Ja. Im Buch beschreibe ich ja auch die Weiterentwicklung, nämlich das sogenannte stambulante Konzept, das wir jetzt seit viereinhalb Jahren praktizieren. Wir bringen also ambulante und stationäre Pflege zusammen und binden auch Angehörige ein, die Leistungen übernehmen. Wenn das dann im wohnortnahen Umfeld erfolgt, kann daraus ein sehr zukunftsfähiger Dienstleistungsmix entstehen.

Pfister: "Durch unser Pflegesystem steigt keiner mehr durch"

Dennoch, so sagen Sie selbst, kostet Ihr Weg mehr Geld. Gleichzeitig steigen die Eigenanteile in der Pflege.
Der steigende Eigenanteil ist ein Problem. Einerseits werden permanent die Erwartungen hochgeschraubt, Einzelzimmerquoten, Quadratmeteranzahl und so weiter. Das kostet Geld. Die Leistungen der Pflegeversicherung sind aber fixiert. Zudem kommen jedes Jahr Lohnsteigerungen, aber die Leistungen der Pflegeversicherung bleiben gleich. Diese Leistungen müssen also angepasst werden, damit ein Ausgleich stattfindet. Mit dem stambulanten Konzept haben wir gemeinsam mit den Kassen einen Weg gefunden, der es bei bester Qualität ermöglicht, den Eigenanteil pro Monat um bis zu 800 Euro zu senken.

Wie macht man Pflege für jeden bezahlbar?
Wir haben in Deutschland ein so komplexes, ausdifferenziertes System, dass keiner mehr durchsteigt. Derzeit geht es bei der Finanzierung danach, wo man wohnt, nicht, wie pflegebedürftig man ist. Davon müssen wir meiner Ansicht nach weg. Wir sollten Vertrauen in alte Menschen und ihre Angehörigen haben und sagen: Wer eine Pflegebedürftigkeit hat, bekommt eine Versicherungsleistung, die eine gute Versorgung ermöglicht. Was er mit dieser Versicherungsleistung macht, sollte die Entscheidung des Einzelnen sein. Der Grundsatz der Pflegeversicherung war ja mal: Die pflegebedingten Leistungen soll die Versicherung übernehmen, Unterkunft und Verpflegung sollen vom Bewohner selbst getragen werden und die Investitionskosten kommen von der öffentlichen Hand. Davon sind wir heute meilenweit entfernt. Man redet beim Thema Pflegeversicherung aber auch viel zu wenig über Prävention. Wenn man damit anfängt, wäre das schon ein wichtiger Faktor zur Kosteneindämmung.
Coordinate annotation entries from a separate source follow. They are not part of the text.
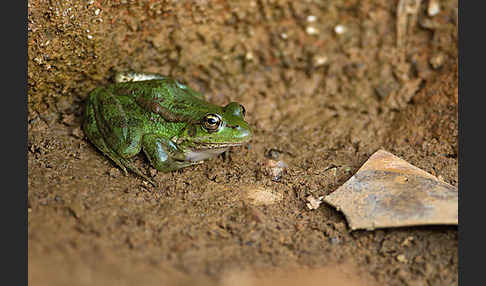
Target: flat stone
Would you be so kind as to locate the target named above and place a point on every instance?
(389, 192)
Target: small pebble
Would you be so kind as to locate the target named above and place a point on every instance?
(274, 169)
(114, 172)
(313, 203)
(319, 60)
(401, 258)
(437, 60)
(311, 30)
(433, 8)
(340, 29)
(311, 18)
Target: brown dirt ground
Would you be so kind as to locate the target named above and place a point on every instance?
(324, 100)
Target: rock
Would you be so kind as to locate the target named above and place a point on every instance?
(389, 192)
(313, 203)
(261, 196)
Pfister: "Bei uns ist Alter immer defizitär besetzt"

Wie soll diese Prävention aussehen?
Ich appelliere an jeden, sich schon früh zu überlegen, wie er seinen Lebensabend gestalten möchte. Nur wenn wir das Altwerden anders gestalten und ihm wieder Sinnhaftigkeit geben, werden wir von dem Stigma Rentner, alt, Pflegegrad 1 bis 5 wegkommen.

Braucht es also auch einen Wandel in der Wahrnehmung von Alter?
Unbedingt. Bei uns ist Alter immer defizitär besetzt. Aber schaut man in andere Regionen der Erde, zum Beispiel nach Asien, dann ist dort Alter eine Auszeichnung, die Respekt und Ehrfurcht verdient. Die Fähigkeiten und die Erfahrung alter Menschen sollte man nicht einfach als wertlos abtun.


Das Buch "Wer gebraucht wird, lebt länger" ist ab sofort erhältlich. Ullstein Verlag, Hardcover, 224 Seiten, 22 Euro.